По дороге разговор вертелся вокруг пустяков. В бухте Виктор уселся вместе с юношей в лодку, сбросил мундир и стал грести по направлению к небольшому островку. Выйдя на берег, он разлегся на песке, откупорил бутылку английского сидра и заговорил спокойно и неторопливо.
– Меня выживают отсюда. Лучшего слова не подберешь, именно выживают. Господа из Директории хотят, чтобы я поехал в Париж и отчитался в своих действиях. Но это еще не все: сюда прибывает рубака генерал Дефурно, которому поручено заменить меня, а этот мерзавец Пеларди с триумфом возвращается на остров в качестве командующего вооруженными силами. – Он удобнее устроился на песке и устремил взгляд на уже начинавшее темнеть небо. – Не хватает только, чтобы я добровольно отказался от власти. Но у меня есть еще верные люди.
– Собираешься объявить войну Франции? – осведомился Эстебан, который после корсарской авантюры, приведшей к столкновению с Соединенными Штатами, считал, что Юг способен на любой безрассудный шаг.
– Франции – нет. А вот ее подлому правительству – пожалуй.
Наступило долгое молчание; молодой человек спрашивал себя, почему агент Директории, отнюдь не склонный к откровенности, решил довериться именно ему, поделиться именно с ним тягостной новостью, о которой еще никто ничего не знал, новостью тем более катастрофической, что до сих пор Югу ни разу не довелось изведать горечь поражения. Виктор снова заговорил:
– Тебе незачем дольше оставаться на Гваделупе. Я дам тебе пропуск для проезда в Кайенну. Оттуда сможешь добраться до Парамарибо. А в Парамарибо заходят североамериканские и испанские корабли. Словом, как-нибудь устроишься.
Эстебан скрыл свою радость, боясь попасться в ловушку, как это с ним уже однажды случилось. Однако на сей раз все обстояло просто. Опальный властитель пояснил, что он уже с давних пор помогает многим ссыльным, живущим в Синнамари и в Куру, посылая им лекарства, деньги и самые необходимые вещи. Эстебан знал, что многие видные деятели революции были сосланы в Гвиану, однако кто именно, ему достоверно не было известно: не раз юноше называли имена «ссыльных», а некоторое время спустя он встречал их подписи под статьями в парижских газетах. По слухам, в Америке находился и Колло д'Эрбуа, но где точно, никто не знал. Рассказывали, будто Бийо-Варенн разводит попугаев где-то возле Кайенны.

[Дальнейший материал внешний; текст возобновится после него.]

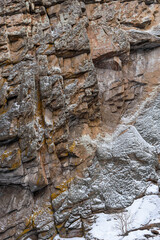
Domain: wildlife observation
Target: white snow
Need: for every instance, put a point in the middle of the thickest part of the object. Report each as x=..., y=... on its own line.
x=152, y=189
x=143, y=211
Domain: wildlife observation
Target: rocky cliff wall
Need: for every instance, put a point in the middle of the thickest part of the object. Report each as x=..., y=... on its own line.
x=79, y=112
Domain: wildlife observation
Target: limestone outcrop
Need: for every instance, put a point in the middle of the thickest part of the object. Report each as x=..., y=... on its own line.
x=79, y=112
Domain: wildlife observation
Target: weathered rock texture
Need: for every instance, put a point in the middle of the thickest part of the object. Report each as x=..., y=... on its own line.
x=79, y=112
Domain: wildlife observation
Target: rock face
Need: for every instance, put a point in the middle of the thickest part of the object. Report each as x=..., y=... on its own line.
x=79, y=112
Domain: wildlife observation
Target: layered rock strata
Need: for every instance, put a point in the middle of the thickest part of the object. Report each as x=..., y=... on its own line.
x=79, y=112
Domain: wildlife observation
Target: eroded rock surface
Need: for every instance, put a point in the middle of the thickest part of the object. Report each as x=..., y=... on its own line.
x=79, y=112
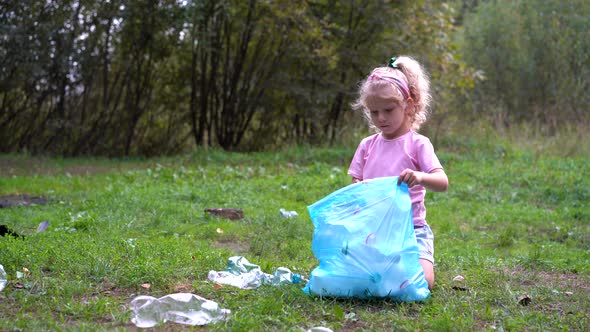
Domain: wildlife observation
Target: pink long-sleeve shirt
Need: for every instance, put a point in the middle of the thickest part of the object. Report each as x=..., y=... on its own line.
x=377, y=156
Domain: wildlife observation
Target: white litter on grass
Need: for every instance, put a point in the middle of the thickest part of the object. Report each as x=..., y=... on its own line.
x=181, y=308
x=287, y=214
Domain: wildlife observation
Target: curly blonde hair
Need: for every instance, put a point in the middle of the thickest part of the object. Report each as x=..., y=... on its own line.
x=412, y=74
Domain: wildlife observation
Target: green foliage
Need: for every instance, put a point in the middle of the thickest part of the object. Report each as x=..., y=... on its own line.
x=122, y=78
x=514, y=221
x=534, y=56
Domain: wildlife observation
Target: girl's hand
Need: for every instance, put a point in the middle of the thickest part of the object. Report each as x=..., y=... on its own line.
x=410, y=177
x=436, y=180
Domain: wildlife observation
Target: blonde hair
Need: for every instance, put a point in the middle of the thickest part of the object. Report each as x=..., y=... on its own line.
x=412, y=74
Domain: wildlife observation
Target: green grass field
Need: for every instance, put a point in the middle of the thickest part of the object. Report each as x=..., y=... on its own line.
x=515, y=222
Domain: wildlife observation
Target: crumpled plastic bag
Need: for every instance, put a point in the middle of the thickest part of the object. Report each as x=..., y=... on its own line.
x=364, y=239
x=182, y=308
x=245, y=275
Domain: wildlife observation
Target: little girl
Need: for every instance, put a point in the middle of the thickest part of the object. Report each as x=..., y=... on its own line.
x=395, y=101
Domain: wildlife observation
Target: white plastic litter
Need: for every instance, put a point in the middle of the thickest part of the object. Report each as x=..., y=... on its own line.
x=182, y=308
x=3, y=280
x=287, y=214
x=245, y=275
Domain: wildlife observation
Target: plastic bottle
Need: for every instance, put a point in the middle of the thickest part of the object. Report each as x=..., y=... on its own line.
x=182, y=308
x=3, y=280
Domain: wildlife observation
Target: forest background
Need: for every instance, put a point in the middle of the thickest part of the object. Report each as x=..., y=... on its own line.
x=144, y=78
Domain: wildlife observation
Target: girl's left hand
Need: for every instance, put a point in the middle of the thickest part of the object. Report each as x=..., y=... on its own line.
x=410, y=177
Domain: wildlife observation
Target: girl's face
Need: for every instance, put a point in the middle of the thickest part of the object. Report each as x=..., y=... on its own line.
x=388, y=114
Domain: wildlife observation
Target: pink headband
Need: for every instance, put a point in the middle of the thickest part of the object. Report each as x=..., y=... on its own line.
x=399, y=84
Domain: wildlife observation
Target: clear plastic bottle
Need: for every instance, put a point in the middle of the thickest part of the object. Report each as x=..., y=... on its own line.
x=3, y=279
x=182, y=308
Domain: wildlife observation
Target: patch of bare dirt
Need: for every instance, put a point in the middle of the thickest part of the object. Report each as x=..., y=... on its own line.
x=232, y=244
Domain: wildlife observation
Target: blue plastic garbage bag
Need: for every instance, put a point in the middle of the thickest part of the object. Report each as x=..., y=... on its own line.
x=364, y=239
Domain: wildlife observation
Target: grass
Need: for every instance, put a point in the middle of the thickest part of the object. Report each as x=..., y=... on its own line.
x=515, y=222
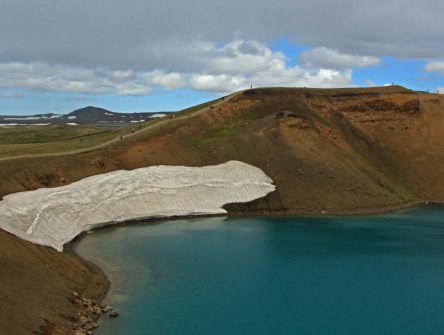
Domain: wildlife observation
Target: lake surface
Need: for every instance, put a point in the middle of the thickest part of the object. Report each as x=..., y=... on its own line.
x=281, y=275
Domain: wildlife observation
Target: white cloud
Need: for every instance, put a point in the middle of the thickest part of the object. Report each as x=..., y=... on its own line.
x=333, y=59
x=168, y=81
x=435, y=67
x=11, y=95
x=370, y=83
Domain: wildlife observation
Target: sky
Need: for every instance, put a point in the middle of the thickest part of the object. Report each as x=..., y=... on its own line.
x=166, y=55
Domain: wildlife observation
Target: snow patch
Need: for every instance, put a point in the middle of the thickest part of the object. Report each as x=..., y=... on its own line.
x=55, y=216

– Недавно мне сообщили, что эта гнусная Директория запретила что бы то ни было посылать из Франции для Бийо, – сказал Виктор. – Они хотят уморить его голодом, убить нищетою.
– Разве Бийо не был в числе тех, кто предал Неподкупного? – спросил Эстебан.
Юг закатал рукава, чтобы почесать руки, покрытые красной сыпью.
– Сейчас не время упрекать человека, который был видным революционером. Бийо делал ошибки, но это были ошибки патриота. Я не допущу, чтобы он погиб от нужды.
Однако, продолжал Юг, при создавшихся обстоятельствах ему не подобает покровительствовать бывшему члену Комитета общественного спасения. Вот почему он хочет, чтобы Эстебан в благодарность за то, что он помогает ему спастись, завтра же отплыл на борту «Венеры Медицейской» – шхуны, направляющейся в Кайенну с грузом вина и муки, и доставил ссыльному другу Виктора крупную сумму денег.
– Остерегайся там агента Директории Жаннэ. Он испытывает ко мне болезненную зависть. Пытается во всем мне подражать, но только становится всеобщим посмешищем. Вот кретин! Надо было в свое время разделаться с ним.
Эстебан заметил, что Юг, всегда выглядевший здоровяком, сейчас осунулся и пожелтел. Из-под его расстегнутой сорочки выступал объемистый живот.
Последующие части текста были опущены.